2934: Bloom Filter

Explain xkcd: It's 'cause you're dumb.
Revision as of 02:59, 21 June 2024 by PDesbeginner (talk | contribs)
(diff) ← Older revision | Latest revision (diff) | Newer revision → (diff)
Jump to: navigation, search
Bloom Filter
Sometimes, you can tell Bloom filters are the wrong tool for the job, but when they're the right one you can never be sure.
Title text: Sometimes, you can tell Bloom filters are the wrong tool for the job, but when they're the right one you can never be sure.

Explanation[edit]

The comic is about a data structure called a Bloom filter. Software engineers use Bloom filters to check if something is probably in a set or to estimate how many things are in that set, using limited memory.

  • One example: the Chrome web browser used to store a Bloom filter of URLs that were known to be malicious[1], based on a database that was too large to store locally. Chrome used that Bloom filter to confirm that it didn’t need to warn the user that they were visiting a malicious page. Only in the rare cases that the Bloom filter said the URL might be malicious, Chrome would send the URL to an external service to confirm whether it was known to be malicious. The developers didn’t want the browser to send every URL to the external service because that would leak the user’s entire browsing history to the service and would add an unnecessary network delay whenever a web page was loaded.

Here's how a Bloom filter works:

  1. Adding items: When you add an item, it gets hashed (a way of transforming it into numbers) by several hash functions. These hash functions mark certain spots in a big array of bits (think of it as a row of lights that can be on or off).
  2. Checking items: To check whether an item might be in the set, you hash it with the same functions and see if all the corresponding spots are lit up. If they are, the item might be in the set, but there's a chance of a false positive (the Bloom filter could mistakenly say the item is there when it’s not). If any spot is not lit up, the item is not in the set.
  3. False positives: The larger the array compared to the number of items, the lower the chance of false positives. For example, 10 bits per item gives each tested item a 0.1% chance of matching each item actually in the set.
  4. Counting items: By analyzing the activated bits, with appropriate calculations, you can derive an estimate of how many individual items are 'stored' for confirmation within the array. This estimate's accuracy will depend upon several factors, but more array bits (making themselves potentially available to 'remember' each item) will be one of the most important ones when it comes to narrowing down the likelihood.

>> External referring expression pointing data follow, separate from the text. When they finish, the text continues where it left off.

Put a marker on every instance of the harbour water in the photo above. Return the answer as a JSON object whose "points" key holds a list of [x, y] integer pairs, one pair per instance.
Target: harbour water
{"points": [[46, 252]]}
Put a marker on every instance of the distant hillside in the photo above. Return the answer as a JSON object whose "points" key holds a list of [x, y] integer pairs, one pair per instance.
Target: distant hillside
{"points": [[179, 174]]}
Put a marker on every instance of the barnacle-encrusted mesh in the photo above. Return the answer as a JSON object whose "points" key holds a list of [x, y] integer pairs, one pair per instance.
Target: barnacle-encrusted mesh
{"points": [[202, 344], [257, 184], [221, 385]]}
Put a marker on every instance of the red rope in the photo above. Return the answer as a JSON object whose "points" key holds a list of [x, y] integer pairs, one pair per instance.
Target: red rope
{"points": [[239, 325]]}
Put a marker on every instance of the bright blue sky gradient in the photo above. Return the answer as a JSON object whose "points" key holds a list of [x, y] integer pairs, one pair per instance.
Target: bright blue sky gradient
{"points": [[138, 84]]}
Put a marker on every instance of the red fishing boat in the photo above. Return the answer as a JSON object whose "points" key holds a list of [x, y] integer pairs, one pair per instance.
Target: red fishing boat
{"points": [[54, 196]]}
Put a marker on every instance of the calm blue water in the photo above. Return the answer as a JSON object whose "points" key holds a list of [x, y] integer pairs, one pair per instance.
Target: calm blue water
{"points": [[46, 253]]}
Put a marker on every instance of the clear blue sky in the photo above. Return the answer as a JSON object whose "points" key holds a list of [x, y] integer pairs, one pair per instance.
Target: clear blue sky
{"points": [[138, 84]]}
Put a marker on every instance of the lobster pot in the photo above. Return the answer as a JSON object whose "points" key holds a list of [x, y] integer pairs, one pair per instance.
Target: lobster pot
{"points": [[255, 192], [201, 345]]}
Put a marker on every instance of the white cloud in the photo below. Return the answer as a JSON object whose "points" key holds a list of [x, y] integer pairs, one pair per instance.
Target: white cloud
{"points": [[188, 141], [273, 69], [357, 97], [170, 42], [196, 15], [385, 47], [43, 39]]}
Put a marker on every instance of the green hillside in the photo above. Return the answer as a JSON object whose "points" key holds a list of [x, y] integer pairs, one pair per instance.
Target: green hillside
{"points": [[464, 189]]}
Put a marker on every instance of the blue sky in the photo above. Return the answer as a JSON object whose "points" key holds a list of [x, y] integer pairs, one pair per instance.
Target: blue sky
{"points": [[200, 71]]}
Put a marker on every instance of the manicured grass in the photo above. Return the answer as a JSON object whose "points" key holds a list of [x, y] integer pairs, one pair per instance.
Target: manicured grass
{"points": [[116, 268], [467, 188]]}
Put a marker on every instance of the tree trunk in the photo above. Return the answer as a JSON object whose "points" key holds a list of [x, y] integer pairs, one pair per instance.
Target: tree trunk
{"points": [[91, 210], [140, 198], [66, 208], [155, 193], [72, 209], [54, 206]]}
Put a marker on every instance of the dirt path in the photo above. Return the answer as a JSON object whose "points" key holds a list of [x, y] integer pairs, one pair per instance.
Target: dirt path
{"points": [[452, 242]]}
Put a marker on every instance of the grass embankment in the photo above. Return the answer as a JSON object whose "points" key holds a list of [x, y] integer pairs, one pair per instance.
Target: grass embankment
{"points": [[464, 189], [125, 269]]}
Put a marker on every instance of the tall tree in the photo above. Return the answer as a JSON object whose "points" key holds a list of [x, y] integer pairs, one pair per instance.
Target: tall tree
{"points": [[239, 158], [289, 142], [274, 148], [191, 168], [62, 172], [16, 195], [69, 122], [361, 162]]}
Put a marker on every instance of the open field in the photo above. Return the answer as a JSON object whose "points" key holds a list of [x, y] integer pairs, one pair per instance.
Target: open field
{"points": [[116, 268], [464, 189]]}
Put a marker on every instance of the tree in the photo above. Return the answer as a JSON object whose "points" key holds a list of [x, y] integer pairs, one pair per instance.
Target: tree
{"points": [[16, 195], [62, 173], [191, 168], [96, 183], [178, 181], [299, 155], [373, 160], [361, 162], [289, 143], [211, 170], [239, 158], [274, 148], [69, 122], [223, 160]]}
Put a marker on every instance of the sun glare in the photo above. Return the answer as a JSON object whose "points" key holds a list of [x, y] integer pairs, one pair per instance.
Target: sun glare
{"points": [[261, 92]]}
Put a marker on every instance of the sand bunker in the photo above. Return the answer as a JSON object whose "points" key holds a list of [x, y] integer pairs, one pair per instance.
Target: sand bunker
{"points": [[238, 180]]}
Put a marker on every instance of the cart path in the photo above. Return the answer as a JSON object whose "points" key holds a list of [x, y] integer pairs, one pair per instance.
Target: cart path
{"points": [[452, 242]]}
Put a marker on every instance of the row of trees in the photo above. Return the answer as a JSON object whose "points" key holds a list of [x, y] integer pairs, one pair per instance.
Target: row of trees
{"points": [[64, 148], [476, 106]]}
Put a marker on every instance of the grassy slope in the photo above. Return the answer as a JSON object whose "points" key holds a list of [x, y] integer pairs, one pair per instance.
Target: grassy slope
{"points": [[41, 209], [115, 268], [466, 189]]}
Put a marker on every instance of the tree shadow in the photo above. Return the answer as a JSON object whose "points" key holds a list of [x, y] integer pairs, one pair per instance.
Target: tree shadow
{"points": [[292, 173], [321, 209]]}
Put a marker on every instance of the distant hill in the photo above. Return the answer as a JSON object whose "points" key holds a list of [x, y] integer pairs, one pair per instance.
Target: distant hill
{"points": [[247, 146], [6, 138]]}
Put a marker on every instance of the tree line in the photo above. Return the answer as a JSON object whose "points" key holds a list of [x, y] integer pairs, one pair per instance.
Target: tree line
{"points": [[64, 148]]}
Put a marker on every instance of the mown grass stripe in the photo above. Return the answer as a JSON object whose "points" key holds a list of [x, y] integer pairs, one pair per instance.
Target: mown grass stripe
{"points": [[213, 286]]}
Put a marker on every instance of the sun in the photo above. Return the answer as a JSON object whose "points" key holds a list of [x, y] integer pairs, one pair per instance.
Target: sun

In the comic, Cueball is holding a piece of paper or tablet computer with a large "1" digit on it. This is labeled as a 1-bit Bloom filter, which is almost useless. When empty, it correctly returns a negative for any item tested, but as soon as one item is added the bit is set to 1, and now it unhelpfully says that any item tested might be in the set. Its size estimate also becomes "between 1 and infinity," which isn’t helpful.

Having multiple hash functions is pointless for a 1-bit filter since they all end up pointing to the same single bit, which would return the exact same answer as a result.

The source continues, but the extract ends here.